At the initiative of the artists, the Youth Association of the Association of Artists of the Revolution (OMAHR) created a textile section, which allowed them to regularly exhibit their works, distribute and actively introduce into production fabrics with a plot pattern on topics that are relevant for the new time: air space exploration, electrification, industrialization.
Artists from various factories and manufactories press planes, tractors, combines, seeders, electric lamps, etc. on sketches for fabric. There was also a separate storyline dedicated to: the October Revolution, harvest, physical education, the Red Navy, weavers at the looms, subbotniks, tourism and much more.

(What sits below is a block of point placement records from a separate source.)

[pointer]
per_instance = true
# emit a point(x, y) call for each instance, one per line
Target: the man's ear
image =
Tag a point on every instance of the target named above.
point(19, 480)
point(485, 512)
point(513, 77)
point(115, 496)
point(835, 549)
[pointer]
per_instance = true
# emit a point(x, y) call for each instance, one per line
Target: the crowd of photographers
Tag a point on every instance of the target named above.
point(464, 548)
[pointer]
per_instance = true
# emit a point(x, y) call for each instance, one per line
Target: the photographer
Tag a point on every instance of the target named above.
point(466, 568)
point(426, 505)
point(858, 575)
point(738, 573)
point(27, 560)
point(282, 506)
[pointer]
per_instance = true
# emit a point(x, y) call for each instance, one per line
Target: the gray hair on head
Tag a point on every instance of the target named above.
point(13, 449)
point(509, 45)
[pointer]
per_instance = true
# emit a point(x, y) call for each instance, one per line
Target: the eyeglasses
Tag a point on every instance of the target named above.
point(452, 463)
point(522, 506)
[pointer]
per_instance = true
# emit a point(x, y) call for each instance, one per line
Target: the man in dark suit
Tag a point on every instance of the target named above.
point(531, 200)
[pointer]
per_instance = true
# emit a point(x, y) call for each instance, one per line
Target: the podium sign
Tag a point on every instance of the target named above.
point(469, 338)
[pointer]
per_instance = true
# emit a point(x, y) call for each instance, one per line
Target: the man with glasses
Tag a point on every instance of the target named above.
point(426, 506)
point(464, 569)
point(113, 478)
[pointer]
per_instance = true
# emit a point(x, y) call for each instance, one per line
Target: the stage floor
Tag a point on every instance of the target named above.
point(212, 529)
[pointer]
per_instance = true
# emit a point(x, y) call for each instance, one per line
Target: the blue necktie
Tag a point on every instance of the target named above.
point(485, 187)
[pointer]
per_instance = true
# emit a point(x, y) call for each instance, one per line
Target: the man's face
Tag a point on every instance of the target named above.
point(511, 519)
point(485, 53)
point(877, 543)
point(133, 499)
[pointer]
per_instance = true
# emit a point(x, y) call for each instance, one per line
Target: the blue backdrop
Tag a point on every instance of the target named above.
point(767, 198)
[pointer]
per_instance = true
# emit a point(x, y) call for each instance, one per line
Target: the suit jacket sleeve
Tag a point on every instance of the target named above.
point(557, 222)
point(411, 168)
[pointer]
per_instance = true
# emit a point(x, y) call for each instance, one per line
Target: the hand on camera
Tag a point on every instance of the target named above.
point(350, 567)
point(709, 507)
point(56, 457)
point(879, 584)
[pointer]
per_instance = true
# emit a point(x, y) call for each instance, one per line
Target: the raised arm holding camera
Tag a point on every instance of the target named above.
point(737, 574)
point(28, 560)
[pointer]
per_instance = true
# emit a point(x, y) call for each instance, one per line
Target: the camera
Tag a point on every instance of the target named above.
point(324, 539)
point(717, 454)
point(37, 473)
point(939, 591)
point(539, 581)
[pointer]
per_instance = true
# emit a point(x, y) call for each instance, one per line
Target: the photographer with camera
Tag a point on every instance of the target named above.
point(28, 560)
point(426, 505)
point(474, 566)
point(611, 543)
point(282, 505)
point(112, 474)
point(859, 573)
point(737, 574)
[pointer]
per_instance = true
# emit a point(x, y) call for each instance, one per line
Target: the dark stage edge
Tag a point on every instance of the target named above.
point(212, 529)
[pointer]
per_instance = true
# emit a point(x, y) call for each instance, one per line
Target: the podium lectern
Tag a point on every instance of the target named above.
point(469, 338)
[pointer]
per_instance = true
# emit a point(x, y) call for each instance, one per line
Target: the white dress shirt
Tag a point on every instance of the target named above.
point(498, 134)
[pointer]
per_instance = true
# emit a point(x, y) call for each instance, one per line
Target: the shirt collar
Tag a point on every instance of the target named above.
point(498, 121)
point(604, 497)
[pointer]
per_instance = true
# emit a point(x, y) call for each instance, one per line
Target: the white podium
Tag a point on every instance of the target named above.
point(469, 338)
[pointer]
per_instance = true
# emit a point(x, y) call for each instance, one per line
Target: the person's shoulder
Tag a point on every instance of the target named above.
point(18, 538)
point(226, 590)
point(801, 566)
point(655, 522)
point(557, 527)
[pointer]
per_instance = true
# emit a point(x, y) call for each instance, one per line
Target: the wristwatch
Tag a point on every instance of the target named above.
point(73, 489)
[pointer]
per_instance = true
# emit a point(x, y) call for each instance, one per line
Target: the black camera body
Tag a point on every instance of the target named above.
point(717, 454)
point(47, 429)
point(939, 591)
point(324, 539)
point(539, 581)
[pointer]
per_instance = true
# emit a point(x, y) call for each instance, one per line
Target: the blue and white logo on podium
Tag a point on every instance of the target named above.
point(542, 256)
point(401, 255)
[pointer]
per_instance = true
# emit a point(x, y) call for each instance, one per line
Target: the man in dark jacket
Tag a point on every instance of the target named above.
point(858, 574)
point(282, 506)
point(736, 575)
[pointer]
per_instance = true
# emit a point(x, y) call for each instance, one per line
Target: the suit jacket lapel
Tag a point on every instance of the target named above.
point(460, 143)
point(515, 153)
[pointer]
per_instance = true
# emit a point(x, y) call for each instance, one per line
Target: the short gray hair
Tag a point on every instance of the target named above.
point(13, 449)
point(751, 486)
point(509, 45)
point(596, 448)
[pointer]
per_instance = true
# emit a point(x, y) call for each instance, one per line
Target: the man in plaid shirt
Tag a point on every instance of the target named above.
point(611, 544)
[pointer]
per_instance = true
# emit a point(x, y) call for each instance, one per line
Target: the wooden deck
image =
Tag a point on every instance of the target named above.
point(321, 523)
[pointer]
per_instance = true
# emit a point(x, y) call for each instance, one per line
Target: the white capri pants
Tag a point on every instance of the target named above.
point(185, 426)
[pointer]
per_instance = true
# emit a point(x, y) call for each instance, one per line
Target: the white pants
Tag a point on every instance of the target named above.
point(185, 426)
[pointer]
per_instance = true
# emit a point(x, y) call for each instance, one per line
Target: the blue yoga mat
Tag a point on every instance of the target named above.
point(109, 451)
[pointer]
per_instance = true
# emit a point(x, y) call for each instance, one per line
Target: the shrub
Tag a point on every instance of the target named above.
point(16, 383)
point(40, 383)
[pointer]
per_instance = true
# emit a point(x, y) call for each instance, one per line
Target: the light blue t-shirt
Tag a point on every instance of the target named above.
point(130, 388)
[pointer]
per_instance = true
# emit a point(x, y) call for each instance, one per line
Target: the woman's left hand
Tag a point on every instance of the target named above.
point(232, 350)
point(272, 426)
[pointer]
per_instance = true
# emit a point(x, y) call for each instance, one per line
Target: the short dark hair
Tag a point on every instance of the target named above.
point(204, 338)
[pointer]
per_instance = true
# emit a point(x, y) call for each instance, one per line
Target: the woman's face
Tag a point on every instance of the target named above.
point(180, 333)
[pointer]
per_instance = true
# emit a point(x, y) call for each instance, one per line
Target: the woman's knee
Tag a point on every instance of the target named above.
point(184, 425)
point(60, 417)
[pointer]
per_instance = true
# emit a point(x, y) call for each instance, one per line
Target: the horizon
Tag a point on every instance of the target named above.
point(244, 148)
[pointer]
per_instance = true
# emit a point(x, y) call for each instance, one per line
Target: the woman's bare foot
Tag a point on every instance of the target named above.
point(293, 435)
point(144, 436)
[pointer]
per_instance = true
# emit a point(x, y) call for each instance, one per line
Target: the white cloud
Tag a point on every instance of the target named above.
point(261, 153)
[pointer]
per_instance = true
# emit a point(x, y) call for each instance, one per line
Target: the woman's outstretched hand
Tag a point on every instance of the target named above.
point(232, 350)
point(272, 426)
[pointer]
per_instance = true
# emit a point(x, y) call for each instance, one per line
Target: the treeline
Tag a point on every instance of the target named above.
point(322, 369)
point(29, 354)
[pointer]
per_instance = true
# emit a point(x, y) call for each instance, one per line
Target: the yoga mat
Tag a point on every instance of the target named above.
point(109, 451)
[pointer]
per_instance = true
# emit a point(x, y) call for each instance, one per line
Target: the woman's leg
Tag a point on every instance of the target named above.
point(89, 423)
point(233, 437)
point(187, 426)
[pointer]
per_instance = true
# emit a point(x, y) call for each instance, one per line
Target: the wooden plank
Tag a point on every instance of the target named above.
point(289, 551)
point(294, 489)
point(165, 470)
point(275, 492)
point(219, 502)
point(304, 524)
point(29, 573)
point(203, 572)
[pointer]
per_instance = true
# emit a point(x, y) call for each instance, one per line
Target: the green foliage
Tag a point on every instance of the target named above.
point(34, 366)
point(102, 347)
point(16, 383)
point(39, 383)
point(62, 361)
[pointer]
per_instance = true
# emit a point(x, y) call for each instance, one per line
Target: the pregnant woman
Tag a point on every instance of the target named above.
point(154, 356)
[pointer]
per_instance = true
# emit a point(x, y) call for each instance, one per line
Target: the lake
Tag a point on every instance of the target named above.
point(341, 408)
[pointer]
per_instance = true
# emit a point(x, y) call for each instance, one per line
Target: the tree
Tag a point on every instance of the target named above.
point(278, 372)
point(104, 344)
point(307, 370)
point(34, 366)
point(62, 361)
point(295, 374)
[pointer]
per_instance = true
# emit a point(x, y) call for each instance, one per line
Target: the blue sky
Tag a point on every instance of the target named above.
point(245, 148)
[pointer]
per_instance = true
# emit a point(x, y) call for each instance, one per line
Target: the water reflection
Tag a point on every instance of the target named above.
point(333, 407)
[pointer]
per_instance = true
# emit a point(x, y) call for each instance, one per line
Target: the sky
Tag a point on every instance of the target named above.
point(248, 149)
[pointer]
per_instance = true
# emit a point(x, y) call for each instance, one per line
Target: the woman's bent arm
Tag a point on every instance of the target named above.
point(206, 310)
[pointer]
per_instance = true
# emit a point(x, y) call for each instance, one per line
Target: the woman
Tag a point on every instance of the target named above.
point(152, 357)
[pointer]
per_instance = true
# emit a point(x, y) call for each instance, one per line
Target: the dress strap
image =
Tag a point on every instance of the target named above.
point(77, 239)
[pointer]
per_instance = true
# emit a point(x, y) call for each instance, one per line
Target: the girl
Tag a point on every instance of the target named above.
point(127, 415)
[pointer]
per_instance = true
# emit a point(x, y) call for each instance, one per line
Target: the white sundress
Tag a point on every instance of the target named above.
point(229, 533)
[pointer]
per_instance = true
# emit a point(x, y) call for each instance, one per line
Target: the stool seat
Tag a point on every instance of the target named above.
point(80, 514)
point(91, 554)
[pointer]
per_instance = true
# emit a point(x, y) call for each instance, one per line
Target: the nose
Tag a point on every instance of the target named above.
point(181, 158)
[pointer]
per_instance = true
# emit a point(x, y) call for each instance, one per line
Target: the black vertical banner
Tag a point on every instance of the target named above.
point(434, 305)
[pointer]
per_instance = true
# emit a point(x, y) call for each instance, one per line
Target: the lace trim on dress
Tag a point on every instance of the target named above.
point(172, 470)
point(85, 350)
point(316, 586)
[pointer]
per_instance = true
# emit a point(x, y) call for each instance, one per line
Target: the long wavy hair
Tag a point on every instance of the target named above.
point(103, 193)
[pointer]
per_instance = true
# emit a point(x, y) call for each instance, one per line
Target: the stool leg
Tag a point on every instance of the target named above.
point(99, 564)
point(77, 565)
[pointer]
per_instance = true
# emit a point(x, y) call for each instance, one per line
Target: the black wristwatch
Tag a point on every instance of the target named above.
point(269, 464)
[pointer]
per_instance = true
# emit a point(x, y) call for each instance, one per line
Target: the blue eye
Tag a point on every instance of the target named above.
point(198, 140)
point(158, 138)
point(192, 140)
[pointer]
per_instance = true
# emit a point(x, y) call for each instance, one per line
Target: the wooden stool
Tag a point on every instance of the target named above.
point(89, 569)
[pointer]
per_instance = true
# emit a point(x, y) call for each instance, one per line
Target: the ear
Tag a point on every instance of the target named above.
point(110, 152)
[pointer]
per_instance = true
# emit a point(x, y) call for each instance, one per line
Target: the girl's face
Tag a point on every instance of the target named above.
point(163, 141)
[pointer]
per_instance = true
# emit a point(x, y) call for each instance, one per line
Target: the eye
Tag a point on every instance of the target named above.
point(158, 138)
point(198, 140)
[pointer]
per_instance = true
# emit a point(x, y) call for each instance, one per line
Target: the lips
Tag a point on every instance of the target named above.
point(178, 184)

Popova and Stepanova, which we talked about in the section [ – Текстфак: конструктивизм в ткани – ], made such a huge contribution to the design of textiles that their style and principles of geometrization and stylization were preserved in the works after them. The students made some references to the cogs, wheels and levers on the fabric. There was no volume and there was a pronounced contour of the objects.
Poluektova, Raitser and Nazarevskaya aestheticized modernity and dreamed of making mass textiles authorial, depriving them of anonymity, filling them with meanings and ideas.
Unfortunately, this story will be incomplete if I do not say that this style of fabric design, which was born by the text faculty, died out by 1933. Much is connected with this year in the history of creativity in the Soviet Union, but what happened then, this topic, should be devoted to a separate material.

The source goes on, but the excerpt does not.